Bloody Sunday

The Bloody Sunday Massacre in January 1905 was a key point in the change of public opinion for the Tsar. No longer was the Tsar seen as ‘Little Father’ but instead became Bloody Nicholas. The falling wages and rising cost of living created widespread discontent amongst the industrial working class who lived in the cities. Due to workers dismissal from the Putilov Steel Works in 1904, other workers began to strike in support and by January 1905, the number of striking workers reached 120000.  Father Gapon planned to approach the Tsar with a petition. Within this petition there were desires to reduce the working day to eight hours, to increase wages of unskilled workers and provide medical care. On the morning of Bloody Sunday 150 000 peaceful people, carrying crucifixes and portraits of the Tsar began to march to the Winter Palace.
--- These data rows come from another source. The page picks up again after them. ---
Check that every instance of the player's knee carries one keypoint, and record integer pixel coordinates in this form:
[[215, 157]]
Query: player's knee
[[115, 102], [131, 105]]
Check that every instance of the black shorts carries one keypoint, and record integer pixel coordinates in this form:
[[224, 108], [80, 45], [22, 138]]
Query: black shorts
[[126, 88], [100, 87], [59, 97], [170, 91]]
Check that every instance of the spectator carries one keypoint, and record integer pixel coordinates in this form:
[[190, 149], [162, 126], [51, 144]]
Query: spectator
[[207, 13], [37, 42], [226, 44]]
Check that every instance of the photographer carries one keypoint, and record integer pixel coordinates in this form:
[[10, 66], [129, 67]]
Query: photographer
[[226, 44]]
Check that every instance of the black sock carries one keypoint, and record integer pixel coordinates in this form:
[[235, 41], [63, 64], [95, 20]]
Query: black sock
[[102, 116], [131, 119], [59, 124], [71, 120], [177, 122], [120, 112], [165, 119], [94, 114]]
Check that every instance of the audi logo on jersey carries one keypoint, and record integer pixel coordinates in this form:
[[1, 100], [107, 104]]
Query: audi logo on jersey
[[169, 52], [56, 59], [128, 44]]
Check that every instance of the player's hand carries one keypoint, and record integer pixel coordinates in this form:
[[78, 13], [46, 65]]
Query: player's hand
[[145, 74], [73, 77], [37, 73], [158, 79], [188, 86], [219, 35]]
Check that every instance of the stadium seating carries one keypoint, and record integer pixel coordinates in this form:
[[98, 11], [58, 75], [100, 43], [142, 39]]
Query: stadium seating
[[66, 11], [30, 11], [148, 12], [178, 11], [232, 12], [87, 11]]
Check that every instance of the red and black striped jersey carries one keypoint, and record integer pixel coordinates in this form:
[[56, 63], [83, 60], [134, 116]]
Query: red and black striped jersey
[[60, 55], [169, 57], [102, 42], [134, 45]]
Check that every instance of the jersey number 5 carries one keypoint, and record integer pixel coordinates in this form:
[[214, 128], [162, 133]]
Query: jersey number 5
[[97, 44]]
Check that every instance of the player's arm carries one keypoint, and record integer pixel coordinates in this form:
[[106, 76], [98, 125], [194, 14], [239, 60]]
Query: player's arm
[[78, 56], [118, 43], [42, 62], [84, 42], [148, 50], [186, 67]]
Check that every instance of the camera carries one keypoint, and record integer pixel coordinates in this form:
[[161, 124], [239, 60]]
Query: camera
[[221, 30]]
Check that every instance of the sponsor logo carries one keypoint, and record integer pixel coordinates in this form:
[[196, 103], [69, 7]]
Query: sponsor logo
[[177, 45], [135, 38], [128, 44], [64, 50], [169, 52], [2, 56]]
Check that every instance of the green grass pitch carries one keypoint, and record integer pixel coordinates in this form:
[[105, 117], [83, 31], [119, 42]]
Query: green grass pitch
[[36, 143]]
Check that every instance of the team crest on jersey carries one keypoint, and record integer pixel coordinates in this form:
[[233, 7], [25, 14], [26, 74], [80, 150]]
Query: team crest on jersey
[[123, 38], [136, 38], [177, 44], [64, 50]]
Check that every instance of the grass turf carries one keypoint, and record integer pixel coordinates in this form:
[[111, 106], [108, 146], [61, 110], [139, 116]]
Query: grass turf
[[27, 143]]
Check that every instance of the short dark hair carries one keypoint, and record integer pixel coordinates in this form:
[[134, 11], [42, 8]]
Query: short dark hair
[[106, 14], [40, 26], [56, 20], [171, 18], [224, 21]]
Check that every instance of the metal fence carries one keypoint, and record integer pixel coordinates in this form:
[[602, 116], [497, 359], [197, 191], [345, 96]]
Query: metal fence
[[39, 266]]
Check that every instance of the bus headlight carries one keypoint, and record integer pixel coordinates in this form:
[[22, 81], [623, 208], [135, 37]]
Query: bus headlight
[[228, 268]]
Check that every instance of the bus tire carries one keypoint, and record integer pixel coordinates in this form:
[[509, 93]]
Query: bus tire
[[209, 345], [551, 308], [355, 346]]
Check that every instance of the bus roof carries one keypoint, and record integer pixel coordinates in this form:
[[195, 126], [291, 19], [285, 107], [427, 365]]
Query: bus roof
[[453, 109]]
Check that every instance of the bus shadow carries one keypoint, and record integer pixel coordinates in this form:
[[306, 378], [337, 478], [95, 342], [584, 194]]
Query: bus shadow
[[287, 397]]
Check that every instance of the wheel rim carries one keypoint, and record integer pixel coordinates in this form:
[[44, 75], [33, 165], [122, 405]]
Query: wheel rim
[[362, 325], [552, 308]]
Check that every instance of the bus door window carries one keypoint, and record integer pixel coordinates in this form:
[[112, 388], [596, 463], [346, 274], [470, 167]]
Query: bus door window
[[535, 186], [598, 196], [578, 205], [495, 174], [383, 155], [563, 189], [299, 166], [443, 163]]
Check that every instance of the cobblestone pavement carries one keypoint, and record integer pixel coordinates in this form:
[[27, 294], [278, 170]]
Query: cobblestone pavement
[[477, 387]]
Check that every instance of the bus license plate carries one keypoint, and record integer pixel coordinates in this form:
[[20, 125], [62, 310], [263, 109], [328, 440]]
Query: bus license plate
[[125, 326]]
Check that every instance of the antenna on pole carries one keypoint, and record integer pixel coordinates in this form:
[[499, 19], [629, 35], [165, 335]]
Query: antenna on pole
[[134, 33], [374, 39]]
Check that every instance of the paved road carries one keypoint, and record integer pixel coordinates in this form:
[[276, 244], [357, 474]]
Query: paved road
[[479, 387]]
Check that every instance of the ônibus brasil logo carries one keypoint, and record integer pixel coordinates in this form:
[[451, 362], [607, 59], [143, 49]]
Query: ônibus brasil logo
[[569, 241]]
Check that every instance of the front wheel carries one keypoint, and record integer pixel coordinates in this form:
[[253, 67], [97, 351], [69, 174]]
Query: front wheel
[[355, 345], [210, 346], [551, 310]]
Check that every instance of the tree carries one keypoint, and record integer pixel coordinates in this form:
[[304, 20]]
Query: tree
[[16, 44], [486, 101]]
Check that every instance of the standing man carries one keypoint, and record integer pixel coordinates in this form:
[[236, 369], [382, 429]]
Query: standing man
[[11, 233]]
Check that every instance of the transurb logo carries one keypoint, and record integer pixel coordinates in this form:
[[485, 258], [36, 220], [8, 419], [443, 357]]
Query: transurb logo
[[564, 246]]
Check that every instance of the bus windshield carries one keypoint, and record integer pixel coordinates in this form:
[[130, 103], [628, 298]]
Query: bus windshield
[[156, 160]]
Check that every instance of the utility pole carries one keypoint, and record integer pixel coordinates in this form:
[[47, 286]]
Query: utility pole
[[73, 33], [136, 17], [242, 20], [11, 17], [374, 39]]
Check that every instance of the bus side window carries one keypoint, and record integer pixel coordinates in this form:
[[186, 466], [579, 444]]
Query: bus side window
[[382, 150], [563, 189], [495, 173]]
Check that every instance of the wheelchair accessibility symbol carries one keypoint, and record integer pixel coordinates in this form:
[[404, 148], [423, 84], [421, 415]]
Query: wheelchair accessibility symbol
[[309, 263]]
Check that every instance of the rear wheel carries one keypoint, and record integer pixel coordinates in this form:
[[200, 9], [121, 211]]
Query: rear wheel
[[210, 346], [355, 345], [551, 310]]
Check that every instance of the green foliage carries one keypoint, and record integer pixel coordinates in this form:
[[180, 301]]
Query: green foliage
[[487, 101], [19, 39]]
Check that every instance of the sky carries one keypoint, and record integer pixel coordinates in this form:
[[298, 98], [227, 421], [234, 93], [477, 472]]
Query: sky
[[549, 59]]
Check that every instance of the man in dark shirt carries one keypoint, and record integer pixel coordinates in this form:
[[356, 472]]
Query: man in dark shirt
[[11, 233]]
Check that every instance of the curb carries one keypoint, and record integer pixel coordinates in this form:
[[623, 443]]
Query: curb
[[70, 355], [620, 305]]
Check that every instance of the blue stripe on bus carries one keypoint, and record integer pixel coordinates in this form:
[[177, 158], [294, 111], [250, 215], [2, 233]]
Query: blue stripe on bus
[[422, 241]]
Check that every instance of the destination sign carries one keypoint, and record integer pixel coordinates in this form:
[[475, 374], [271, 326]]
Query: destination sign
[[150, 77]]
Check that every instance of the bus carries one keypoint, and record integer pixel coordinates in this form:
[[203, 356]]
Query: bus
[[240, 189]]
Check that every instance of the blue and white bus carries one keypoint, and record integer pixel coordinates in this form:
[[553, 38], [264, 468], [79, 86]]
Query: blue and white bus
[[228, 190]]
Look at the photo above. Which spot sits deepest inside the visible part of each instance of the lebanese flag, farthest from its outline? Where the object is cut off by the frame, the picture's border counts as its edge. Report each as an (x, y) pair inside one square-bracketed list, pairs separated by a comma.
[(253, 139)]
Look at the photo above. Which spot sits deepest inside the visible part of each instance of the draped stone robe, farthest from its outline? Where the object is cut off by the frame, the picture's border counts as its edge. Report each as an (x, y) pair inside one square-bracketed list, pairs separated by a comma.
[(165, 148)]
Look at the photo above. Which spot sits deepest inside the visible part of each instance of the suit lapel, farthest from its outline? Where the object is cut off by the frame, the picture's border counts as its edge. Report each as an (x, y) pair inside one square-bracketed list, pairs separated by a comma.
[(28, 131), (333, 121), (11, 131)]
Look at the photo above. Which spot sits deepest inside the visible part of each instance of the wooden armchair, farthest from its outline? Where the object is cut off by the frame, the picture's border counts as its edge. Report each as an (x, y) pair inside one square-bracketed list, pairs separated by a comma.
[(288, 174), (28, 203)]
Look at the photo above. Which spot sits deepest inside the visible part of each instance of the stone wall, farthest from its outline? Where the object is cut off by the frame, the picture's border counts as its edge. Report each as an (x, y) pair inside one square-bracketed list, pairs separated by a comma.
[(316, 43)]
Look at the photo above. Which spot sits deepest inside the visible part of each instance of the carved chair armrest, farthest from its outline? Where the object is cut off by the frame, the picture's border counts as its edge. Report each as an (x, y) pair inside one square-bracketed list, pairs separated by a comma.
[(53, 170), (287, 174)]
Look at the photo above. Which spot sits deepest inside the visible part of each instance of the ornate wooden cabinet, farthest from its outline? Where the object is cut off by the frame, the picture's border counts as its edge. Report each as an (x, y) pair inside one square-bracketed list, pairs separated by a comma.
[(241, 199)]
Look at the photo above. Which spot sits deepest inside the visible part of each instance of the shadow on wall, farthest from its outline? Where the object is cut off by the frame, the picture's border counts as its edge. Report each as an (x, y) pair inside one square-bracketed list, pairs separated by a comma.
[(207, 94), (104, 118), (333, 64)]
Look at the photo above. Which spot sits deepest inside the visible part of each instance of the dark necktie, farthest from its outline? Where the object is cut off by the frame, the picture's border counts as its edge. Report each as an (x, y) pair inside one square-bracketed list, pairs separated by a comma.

The crowd was composed of workers and their families. The police were panicked by the large crowd and they fired and charged at the crowd, with forty people being killed. Although the Tsar did not give the orders he was still held responsible. The event had a crippling effect on the Tsarist government with widespread contempt for the regime being held for the first time. After the massacre, 400000 workers went on strike in January. There was a widespread belief, encapsulated by Father Gapon that: “There is no God any longer. There is no Tsar.”